I looked on the dell site and followed their instructions for creating a boot disk that can alter the wol settings, essentialy it was an MS-DOS boot disk and a utility for the intel boot agent called "ibautil", if I run this from the boot disk...
ibautil -nic=1 -wole
Then power the machine off it will respond to magic packets and power up. If I power it off while its still in the BIOS then sometimes it will respond to another magic packet and othertimes it wont.
If however, I let it go all the way through its boot cycle (it doesnt have an HD, it netboots using PXE), then it will boot the OS and upon shutting the box down it will not respond anymore to magic packets. This is even if I run the `ethtool -s eth0 wol g` command from within the operating system.
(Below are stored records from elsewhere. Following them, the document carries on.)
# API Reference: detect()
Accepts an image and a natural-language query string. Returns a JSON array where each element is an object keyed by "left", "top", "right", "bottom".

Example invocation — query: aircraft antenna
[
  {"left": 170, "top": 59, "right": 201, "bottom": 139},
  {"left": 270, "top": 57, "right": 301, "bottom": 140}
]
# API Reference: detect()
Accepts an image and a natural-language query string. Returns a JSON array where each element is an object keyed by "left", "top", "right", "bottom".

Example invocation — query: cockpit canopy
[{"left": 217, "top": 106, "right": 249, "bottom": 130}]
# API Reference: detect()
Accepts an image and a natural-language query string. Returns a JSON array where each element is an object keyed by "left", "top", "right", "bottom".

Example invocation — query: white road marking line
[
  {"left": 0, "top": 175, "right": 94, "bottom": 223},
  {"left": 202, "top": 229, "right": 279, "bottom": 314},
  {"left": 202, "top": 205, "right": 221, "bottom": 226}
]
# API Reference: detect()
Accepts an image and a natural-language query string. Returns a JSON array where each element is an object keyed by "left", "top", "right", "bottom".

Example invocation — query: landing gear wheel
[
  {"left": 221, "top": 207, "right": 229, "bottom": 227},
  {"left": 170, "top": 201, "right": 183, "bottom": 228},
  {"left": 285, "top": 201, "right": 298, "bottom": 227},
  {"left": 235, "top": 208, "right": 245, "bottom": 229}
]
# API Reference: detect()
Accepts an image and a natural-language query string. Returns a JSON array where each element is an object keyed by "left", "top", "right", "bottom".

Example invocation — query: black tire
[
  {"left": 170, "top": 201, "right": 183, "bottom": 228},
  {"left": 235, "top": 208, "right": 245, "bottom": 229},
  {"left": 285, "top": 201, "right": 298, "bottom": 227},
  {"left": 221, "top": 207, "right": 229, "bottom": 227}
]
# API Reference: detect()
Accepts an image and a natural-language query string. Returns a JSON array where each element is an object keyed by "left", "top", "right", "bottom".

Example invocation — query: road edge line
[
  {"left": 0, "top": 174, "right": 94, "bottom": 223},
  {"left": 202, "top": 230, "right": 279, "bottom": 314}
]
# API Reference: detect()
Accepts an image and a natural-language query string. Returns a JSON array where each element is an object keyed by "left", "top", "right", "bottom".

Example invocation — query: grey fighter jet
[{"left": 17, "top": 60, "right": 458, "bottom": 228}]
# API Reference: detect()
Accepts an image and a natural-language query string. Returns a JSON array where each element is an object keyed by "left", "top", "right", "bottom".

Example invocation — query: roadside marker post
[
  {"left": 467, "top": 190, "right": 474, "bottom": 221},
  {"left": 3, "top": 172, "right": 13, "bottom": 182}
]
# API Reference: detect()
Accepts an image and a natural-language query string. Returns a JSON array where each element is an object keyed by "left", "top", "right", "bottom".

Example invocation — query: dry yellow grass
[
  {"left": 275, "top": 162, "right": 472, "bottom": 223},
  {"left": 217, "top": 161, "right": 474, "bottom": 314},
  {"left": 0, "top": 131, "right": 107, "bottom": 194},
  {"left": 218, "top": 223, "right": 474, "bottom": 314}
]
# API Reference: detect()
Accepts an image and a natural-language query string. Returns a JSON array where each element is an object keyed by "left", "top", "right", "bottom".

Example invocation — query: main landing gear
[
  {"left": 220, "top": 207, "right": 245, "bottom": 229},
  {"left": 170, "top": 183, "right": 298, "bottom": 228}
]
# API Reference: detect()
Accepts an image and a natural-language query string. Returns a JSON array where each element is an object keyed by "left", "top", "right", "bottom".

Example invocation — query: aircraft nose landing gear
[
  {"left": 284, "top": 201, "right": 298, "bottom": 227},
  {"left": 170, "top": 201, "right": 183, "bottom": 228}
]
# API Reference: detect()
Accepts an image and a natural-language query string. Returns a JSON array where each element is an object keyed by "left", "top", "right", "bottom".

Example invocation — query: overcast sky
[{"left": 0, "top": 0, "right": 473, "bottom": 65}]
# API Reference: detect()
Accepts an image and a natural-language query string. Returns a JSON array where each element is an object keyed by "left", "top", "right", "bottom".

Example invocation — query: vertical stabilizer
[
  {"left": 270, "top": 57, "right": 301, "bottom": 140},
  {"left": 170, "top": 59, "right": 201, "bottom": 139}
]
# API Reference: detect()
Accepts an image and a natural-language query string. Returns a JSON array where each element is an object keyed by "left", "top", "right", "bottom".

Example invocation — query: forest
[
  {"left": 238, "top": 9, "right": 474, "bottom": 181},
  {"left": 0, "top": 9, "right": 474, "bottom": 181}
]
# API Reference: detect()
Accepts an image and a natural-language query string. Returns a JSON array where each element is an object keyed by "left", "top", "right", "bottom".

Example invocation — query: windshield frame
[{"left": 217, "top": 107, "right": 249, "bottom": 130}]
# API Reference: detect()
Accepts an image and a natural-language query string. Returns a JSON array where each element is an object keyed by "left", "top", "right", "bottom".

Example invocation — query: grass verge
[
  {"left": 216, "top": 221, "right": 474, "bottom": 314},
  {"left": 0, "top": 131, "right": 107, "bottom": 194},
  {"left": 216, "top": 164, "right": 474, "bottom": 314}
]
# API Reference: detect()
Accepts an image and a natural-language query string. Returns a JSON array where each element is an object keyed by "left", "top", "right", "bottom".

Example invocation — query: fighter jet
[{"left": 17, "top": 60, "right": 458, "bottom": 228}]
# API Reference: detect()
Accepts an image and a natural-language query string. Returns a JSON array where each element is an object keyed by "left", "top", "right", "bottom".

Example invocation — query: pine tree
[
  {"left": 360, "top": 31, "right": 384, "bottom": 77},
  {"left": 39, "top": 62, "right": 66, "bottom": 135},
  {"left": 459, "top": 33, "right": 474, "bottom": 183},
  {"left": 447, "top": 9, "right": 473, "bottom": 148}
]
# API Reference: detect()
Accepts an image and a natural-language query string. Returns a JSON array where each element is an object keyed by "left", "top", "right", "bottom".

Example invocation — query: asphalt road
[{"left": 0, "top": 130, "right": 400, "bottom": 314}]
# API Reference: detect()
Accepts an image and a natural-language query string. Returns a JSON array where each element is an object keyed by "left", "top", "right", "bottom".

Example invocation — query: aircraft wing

As this machine is one of a small group (all identical hardware and problem), it would be nice to have this feature so I could rely on it to remotely turn machines on and off.
My guess is that something in the boot sequence, possibly even the design of WOL, clears the WOL setting and I need to apply this again at OS shutdown time. Bits i've pieced together suggest it might be a wake on pci issue.
A follow up to this, I still don't know exactly what the issue is but I've read on news groups of people in the same situation, basically me (and them), dont have disks in the machines and they do a netboot with PXE. That means that there is an nfsroot and so when it comes to halting the system things aren't done as they normally would be because the connection needs to be kept open. I can't be more specific than that though and i'm not even sure if its right but it seems to fit.
I subscribed to this thread when you first posted, hoping you, or someone, would post a solution.
The problem seems to be that the interface is "fully shut down" at halt so it no longer listens for the "magic packet". This possibly saves a tiny bit of power.
I tried looking at how shutdown and halt work but I am none the wiser.
I think we'll have to wait until the developers wake up to the problem.
If you search for wake on lan broken you'll see lots of discussion (but I found no solution, perhaps you'll be luckier).
Sadly I am none the wiser. I have done a lot of reading on it now and have found others in the same situation, a few possible solutions but none of them seem to work.
The issue is definitely in how the interface is shut down (otherwise I wouldn't be able to make the wakeonlan bootdisk). My suspicions about it being related to PXE and nfsroot turned out to be false as I made a liveCD of exactly the same thing that would otherwise get netbooted and when I shutdown from there it still failed.
If your interested, the card I'm using is an intel e100, if you search for IBAUTIL.EXE and write it to an MS-DOS 6 or greater boot disk (which you can get from www.bootdisk.com ), you can then boot into that and use the IBAUTIL.EXE to enable WoL. Shut the machine down and WoL works, let it boot into Linux and it'll fail IBAUTIL.EXE is specific to the Intel Boot Agent so if your card isn't intel based it won't work.
The issue is definitely in how the interface is shut down
I agree.
I have not found a work-around for this, and will await the next kernel release, I think the developers are aware of the problem(s).
I cannot see the point of re-booting from an "MS-DOS 6 or greater boot disk", and then shutting down the server. Besides, my interface is different from yours.
The Newsgroups are full of this problem, it'll sort out.
Wait, and be patient - cleverer people will (eventually) sort this out.
You / I'll re-post here if and when a solution is found.
I cannot see the point of re-booting from an "MS-DOS 6 or greater boot disk", and then shutting down the server.
Oh no, it isn't a practical solution, it was useful in my case so I could be sure that the network card, motherboard, power supply etc supported WoL and that I was sending the magic packet correctly. It's pretty useless for day to day unattended booting.